#  >  > General Discussion >  >  > Occult >  >  >  Help with occult information

## unReality_Artist

Still getting out of my forum lurking habbit and making another post! Forgive me if I placed this under the wrong subforum. Move it if need be.

I've already introduced myself so let me get to the point. I need some help if anyone can lend a hand. Ever since I was a kid I had a huge facination in the worlds and domains beyond average modern human experiences. To experience them was my dream. I am very interested in the occult and metaphysical field, and I have gathered scattered information on various subjects over the years in my youth. However I am new to many occult subjects and inexperienced. I am not sure where to begin.
Instead of posting this in individual subforums (referring to the subject in question ie astral, chaos magick etc) I thought I'd give it a shot here. What I need to find out is where to begin; finding the fundamentals.

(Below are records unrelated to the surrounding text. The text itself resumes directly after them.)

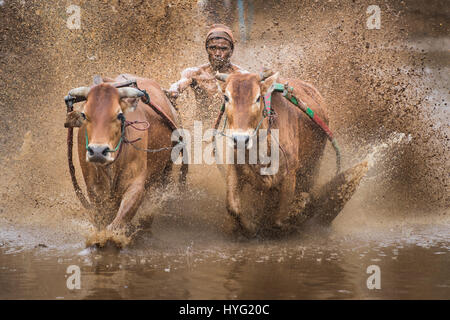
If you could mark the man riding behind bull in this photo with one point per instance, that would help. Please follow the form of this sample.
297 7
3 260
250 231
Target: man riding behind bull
219 47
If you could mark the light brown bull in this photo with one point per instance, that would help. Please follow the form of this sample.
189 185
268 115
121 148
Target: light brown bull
301 144
116 173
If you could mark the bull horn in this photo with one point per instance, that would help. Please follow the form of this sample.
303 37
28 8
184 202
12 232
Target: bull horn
222 76
80 92
130 93
265 73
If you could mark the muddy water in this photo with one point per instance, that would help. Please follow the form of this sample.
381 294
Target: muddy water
387 92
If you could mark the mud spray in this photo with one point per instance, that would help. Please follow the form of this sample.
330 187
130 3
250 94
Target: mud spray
386 89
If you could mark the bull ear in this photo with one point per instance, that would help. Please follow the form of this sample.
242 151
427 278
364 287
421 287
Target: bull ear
80 92
266 84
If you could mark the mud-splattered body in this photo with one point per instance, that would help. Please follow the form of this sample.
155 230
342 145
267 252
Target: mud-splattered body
116 190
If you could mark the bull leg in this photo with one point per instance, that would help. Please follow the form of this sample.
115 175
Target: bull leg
131 201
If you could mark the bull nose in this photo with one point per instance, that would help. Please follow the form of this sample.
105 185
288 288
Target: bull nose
241 139
97 153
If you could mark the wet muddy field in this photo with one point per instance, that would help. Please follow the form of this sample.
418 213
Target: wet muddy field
387 93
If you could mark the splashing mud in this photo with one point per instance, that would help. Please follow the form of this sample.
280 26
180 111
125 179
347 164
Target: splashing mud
387 96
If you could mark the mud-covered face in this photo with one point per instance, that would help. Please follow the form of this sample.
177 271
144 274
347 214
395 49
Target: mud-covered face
219 52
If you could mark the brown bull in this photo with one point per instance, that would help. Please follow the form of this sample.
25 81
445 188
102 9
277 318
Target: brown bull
117 173
287 193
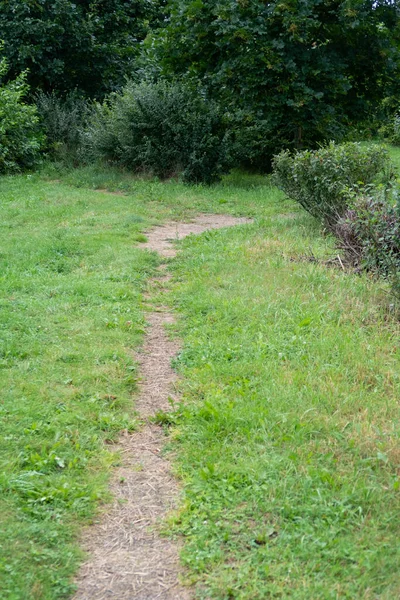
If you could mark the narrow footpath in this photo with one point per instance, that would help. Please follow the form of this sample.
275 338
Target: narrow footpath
128 558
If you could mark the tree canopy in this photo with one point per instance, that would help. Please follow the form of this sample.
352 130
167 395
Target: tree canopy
304 68
88 45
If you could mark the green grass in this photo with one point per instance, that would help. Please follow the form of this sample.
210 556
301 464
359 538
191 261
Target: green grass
288 435
287 438
71 278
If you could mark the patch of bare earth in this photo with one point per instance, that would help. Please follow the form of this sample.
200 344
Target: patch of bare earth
128 558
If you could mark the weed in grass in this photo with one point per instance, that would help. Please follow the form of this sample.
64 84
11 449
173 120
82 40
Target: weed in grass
288 439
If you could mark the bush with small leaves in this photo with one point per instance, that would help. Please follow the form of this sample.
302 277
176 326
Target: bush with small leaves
63 120
163 128
369 233
320 180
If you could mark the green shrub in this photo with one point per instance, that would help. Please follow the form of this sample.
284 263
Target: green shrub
20 139
63 120
395 130
165 128
369 233
320 180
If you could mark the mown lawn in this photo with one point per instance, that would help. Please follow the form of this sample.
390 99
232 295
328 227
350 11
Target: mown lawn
71 278
287 440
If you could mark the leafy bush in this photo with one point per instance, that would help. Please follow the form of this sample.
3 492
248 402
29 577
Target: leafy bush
395 133
164 128
20 139
369 233
63 120
320 180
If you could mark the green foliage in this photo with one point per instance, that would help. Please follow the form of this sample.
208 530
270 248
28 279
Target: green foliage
320 180
290 74
162 128
20 139
90 45
370 233
287 439
63 121
395 130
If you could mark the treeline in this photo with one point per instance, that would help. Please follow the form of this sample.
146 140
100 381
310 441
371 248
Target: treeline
281 74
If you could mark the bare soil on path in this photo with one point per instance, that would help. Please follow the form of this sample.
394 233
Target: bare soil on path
128 558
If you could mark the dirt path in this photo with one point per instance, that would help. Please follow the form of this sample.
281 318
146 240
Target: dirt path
127 556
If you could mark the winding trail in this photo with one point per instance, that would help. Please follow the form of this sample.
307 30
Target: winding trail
128 558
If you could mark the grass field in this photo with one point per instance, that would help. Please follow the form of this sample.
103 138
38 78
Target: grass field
288 438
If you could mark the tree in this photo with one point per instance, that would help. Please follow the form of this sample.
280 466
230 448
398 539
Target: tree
20 138
88 45
289 72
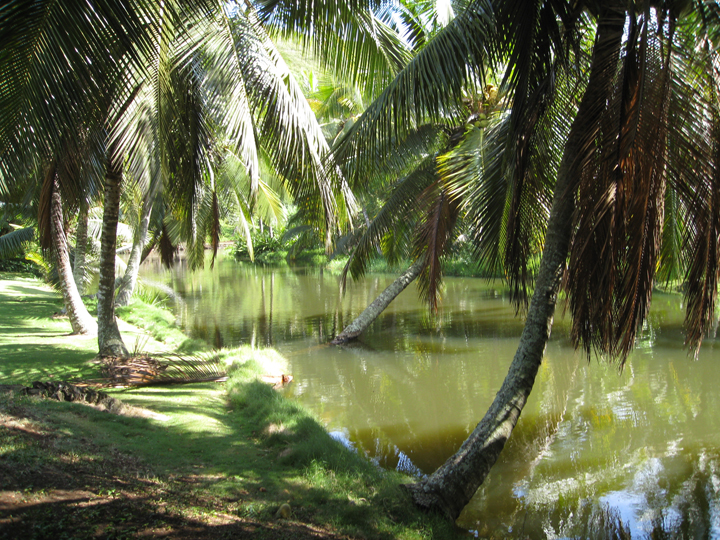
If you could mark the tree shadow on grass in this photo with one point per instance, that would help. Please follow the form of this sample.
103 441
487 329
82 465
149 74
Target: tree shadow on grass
243 462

My area of interest spans. Chaos, ceremonial, astral and planar physics/projections, meditation, energy works, just to name a few. If anyone can refer to sources, links or books I'd be greatfully happy. I've probably missed some posts here that would've helped me a ton; please let me know!

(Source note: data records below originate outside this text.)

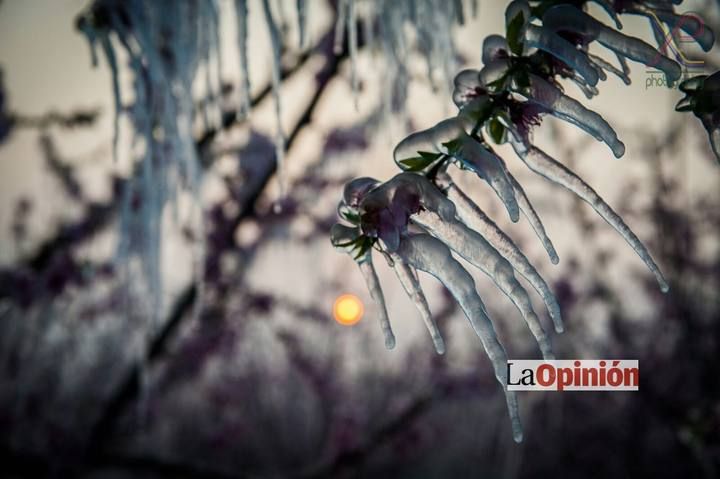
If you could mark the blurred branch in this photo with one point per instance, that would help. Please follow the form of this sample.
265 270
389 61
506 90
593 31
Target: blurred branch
129 387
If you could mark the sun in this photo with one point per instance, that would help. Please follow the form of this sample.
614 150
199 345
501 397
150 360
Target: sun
348 309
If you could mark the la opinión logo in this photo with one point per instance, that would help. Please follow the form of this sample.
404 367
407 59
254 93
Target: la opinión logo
573 375
672 41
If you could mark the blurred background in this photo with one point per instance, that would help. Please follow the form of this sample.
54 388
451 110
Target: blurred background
246 373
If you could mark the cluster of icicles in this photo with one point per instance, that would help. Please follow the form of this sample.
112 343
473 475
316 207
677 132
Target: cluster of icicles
172 45
419 218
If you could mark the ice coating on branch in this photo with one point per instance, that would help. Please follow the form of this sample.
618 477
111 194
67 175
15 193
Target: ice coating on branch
242 36
546 40
476 250
610 10
470 214
449 138
411 285
373 284
703 99
544 165
623 73
529 212
588 91
279 134
570 19
385 210
428 254
570 110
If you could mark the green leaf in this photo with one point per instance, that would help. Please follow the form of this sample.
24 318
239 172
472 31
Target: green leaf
453 145
349 214
362 246
496 130
419 163
522 79
513 31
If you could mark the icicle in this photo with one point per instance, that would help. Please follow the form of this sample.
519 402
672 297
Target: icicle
242 35
340 24
569 18
302 22
481 160
529 212
117 97
476 250
373 284
552 43
571 110
589 91
407 278
279 135
352 41
428 254
459 13
544 165
470 214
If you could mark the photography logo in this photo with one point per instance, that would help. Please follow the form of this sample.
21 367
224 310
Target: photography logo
573 375
686 30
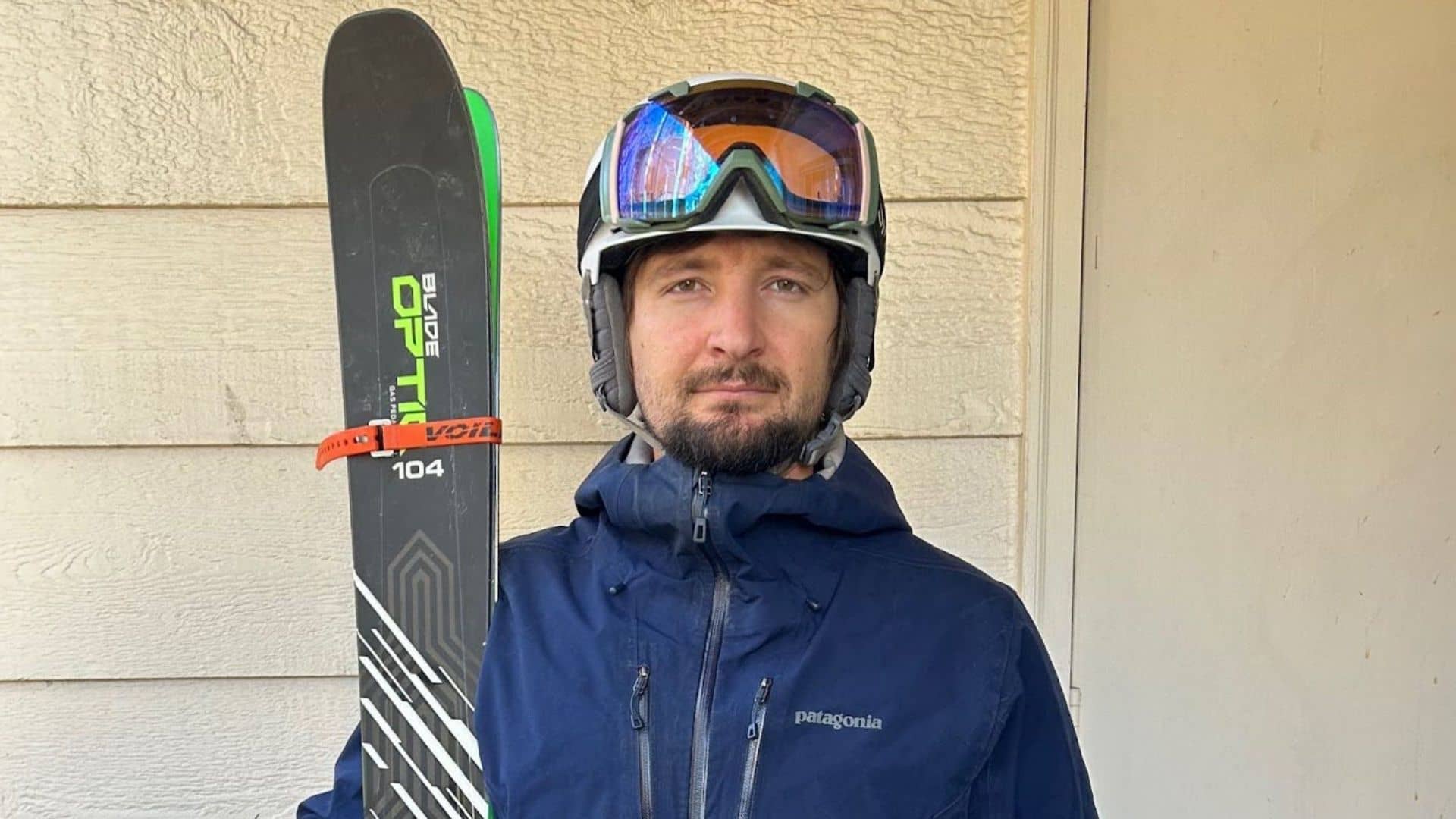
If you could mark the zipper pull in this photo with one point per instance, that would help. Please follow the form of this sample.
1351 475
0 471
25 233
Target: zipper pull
638 698
756 725
702 490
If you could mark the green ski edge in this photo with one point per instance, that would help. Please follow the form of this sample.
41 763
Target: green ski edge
488 145
488 149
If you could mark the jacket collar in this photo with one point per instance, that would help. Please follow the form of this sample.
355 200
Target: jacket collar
764 528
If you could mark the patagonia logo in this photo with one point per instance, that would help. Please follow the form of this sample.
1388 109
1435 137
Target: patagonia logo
836 720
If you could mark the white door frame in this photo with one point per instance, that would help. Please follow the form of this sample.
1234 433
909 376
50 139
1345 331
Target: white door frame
1059 55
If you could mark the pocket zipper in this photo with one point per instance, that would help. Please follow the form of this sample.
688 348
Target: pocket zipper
750 767
639 711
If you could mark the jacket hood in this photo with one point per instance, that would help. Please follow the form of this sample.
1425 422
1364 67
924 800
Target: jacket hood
654 497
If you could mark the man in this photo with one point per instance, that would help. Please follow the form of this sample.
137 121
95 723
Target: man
740 621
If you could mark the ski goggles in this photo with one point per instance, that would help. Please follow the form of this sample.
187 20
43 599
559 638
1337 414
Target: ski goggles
670 158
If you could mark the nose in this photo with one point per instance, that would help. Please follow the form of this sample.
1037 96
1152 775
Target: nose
736 324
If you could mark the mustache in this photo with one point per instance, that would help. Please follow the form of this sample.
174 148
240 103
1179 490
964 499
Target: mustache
750 373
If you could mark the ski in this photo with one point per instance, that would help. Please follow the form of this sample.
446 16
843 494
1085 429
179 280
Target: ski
414 212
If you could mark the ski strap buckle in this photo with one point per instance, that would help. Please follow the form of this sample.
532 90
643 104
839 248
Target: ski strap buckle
383 439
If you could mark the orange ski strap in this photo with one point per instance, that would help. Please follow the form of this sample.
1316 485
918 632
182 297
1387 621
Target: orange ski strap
382 439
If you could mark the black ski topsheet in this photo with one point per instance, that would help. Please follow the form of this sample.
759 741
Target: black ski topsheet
414 299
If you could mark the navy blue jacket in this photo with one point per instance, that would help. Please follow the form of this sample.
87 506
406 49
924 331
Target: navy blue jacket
714 646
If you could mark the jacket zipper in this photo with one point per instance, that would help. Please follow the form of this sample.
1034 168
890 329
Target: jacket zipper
698 789
750 767
639 711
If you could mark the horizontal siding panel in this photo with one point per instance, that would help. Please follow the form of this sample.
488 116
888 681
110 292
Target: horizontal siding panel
218 102
235 561
218 327
169 749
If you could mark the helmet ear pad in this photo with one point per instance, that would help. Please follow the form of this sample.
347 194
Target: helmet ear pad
851 385
610 357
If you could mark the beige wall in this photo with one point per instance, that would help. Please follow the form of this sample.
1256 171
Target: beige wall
175 607
1264 614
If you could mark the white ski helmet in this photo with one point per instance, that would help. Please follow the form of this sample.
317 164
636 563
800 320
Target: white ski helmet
733 152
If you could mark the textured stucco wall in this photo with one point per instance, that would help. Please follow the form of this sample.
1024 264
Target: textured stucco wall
175 601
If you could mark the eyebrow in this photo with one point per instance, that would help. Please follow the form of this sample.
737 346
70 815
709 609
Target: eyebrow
693 262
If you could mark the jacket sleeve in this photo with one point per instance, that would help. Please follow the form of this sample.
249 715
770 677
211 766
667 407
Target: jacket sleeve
1036 768
347 798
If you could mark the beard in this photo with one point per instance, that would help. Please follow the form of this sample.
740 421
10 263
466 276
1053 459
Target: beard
727 441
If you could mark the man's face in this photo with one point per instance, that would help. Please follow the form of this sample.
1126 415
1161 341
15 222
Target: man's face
733 346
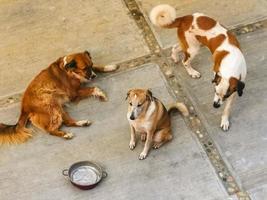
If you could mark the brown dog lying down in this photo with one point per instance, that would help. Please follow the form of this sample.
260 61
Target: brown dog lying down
43 100
148 116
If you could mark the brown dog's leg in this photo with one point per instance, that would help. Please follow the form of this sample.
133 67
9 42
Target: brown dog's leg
148 143
68 121
132 141
92 91
50 119
161 137
225 124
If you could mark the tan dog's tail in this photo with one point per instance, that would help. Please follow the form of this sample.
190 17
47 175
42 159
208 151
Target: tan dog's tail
164 16
15 134
179 106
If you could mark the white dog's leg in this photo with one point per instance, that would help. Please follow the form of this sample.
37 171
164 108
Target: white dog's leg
132 141
192 51
225 124
176 49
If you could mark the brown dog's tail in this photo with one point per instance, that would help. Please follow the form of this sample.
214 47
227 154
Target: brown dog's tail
15 134
164 16
179 106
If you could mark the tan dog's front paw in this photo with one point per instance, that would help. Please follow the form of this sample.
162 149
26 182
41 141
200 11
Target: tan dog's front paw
111 68
132 145
68 136
142 156
99 93
83 123
143 137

Also, I heard from a fellow that this is the new site of the older OccultForums.com. Is there anyway to access the old site posts/archive? It is a shame to lose all that great information. Such a treasure trove!

----------


## spiritual_aspirant

Miracles Through Pranic Healing by Master Choa Kok Sui
Advanced Pranic Healing by Master Choa Kok Sui
Pranic Psychotherapy by Master Choa Kok Sui

Psychic Self Defense For Home and Office by Master Choa Kok Sui

Achieving Oneness With The Higher Soul by Master Choa Kok Sui

Universal and Kabbalistic Meditation on The Lord's Prayer by Master Choa Kok Sui

----------


## unReality_Artist

That's a shame, I suppose it was a misunderstanding then. Thank you!

Spiritual Aspirant, thank you for the names!

----------